Why Active Play is so Important

The key to a healthy life is physical activity at a young age. Activities should incorporate many different skills through a variety of forms, and should be maintained throughout a child’s day. Safe, stimulating environments are important, as are positive role models.

Making sure children are active

Young children need regular, vigorous, physical activity – active play – to develop and grow properly. Active play strengthens bones, muscles and the brain, and establishes connections between all of them.

A physically active lifestyle is crucial for life-long health and physical and emotional wellbeing. To develop good habits, children should be physically active every day.

If children don’t develop good habits of physical activity when they are young, they increase their risk of being overweight or obese later in life. Obesity is linked to a number of health and mental health problems.

What is meant by physical activity?
Physical activity means taking part in active play and games that use the large muscles of the body. Whole-body play of almost any kind, especially outdoor play, provides the movement that children need. Play that uses the hands and fingers is important in developing fine-motor skills.

Active play is also important for children with a disability, though some activities may have to be modified to ensure children’s safety and to help them have success.

Active play is vigorous enough if children breathe faster and deeper, start to sweat and get warm, can feel their heart beat faster or have redness in their cheeks.

How much physical activity?
Children under the age of six should be physically active for a short time during every waking hour.

  • For Infants (up to one year): Daily activity is important. Provide toys and simple objects that encourage them to move.
  • Toddlers (1-3 years): At least 30 minutes of adult-organized activity daily and from 60 minutes to several hours per day of unstructured physical activity is recommended – especially outdoors.
  • Preschoolers (3-5 years): At least 60 minutes of structured physical activity every day, and from 60 minutes to several hours of daily unstructured physical activity is recommended – especially outdoors.

Reducing screen time is also important
Children up to two years of age shouldn’t spend any time watching television, and children from ages three to five should be limited to one to two hours of screen time each day.

At what age should physical activity start?
As soon as possible! Encourage children to roll over and crawl by putting a toy out of their reach. Don’t put it too far away. Let them play with it when they’ve reached it.

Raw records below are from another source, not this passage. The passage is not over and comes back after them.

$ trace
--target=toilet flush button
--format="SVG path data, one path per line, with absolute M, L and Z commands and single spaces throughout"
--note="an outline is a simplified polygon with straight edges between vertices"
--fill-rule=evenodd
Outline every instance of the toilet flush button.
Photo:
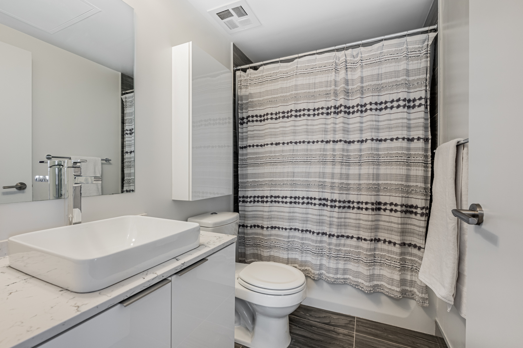
M 305 276 L 299 270 L 278 262 L 253 262 L 238 274 L 243 281 L 259 287 L 274 290 L 292 289 L 303 285 Z

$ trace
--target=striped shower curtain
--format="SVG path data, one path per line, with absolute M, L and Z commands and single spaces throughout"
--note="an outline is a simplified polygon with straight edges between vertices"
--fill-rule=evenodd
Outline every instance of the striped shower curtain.
M 123 101 L 123 177 L 122 193 L 134 192 L 134 93 L 122 96 Z
M 428 305 L 435 35 L 237 72 L 241 259 Z

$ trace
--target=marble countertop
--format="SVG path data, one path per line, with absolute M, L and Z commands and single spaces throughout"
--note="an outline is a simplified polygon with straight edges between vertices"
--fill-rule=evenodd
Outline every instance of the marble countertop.
M 200 246 L 92 293 L 73 293 L 17 271 L 0 258 L 0 348 L 29 348 L 233 243 L 202 231 Z

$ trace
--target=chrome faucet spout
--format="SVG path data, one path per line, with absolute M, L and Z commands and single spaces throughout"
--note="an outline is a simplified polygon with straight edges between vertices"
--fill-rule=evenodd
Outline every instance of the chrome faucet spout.
M 66 176 L 66 214 L 67 224 L 82 223 L 82 184 L 101 183 L 100 177 L 82 176 L 81 163 L 84 160 L 67 160 L 65 168 Z

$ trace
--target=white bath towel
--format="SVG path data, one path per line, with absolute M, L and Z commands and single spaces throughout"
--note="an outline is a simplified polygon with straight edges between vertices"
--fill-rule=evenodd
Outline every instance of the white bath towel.
M 456 204 L 458 209 L 469 208 L 469 144 L 457 147 L 456 153 Z M 459 257 L 454 306 L 467 318 L 467 247 L 469 225 L 458 221 Z
M 458 218 L 451 211 L 456 208 L 456 143 L 445 143 L 436 150 L 433 201 L 428 233 L 419 278 L 436 296 L 450 306 L 454 303 L 459 241 Z
M 85 159 L 87 162 L 82 164 L 82 176 L 83 177 L 101 177 L 101 160 L 100 157 L 86 156 L 72 156 L 72 159 Z M 102 178 L 102 182 L 104 179 Z M 82 184 L 82 196 L 97 196 L 101 194 L 101 184 Z

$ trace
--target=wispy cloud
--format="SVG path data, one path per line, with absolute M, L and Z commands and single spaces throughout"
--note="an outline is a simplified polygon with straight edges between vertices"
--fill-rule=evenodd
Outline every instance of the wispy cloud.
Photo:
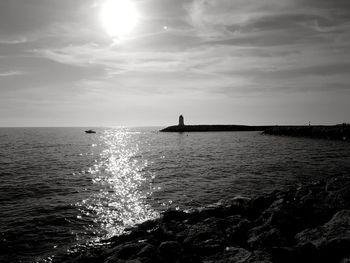
M 22 44 L 28 42 L 28 39 L 26 37 L 20 37 L 20 38 L 0 38 L 0 44 L 7 44 L 7 45 L 13 45 L 13 44 Z
M 12 76 L 19 76 L 25 74 L 22 71 L 4 71 L 0 72 L 0 77 L 12 77 Z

Remember to provide a safe, stimulating, and interesting environment in which children can physically explore their world.

Kinds of activities

  • Body control skills - like balance, moving the arms and legs in rhythmic ways to music, and developing coordination.
  • Locomotor skills - like crawling, walking, running, skipping, jumping, leaping, rolling.
  • Sending and receiving skills - like rolling a ball, throwing, catching, kicking and hitting things with a bat or stick.

Children should learn to be active indoors and outside, on ice, in the snow, and in water. They learn from positive role models.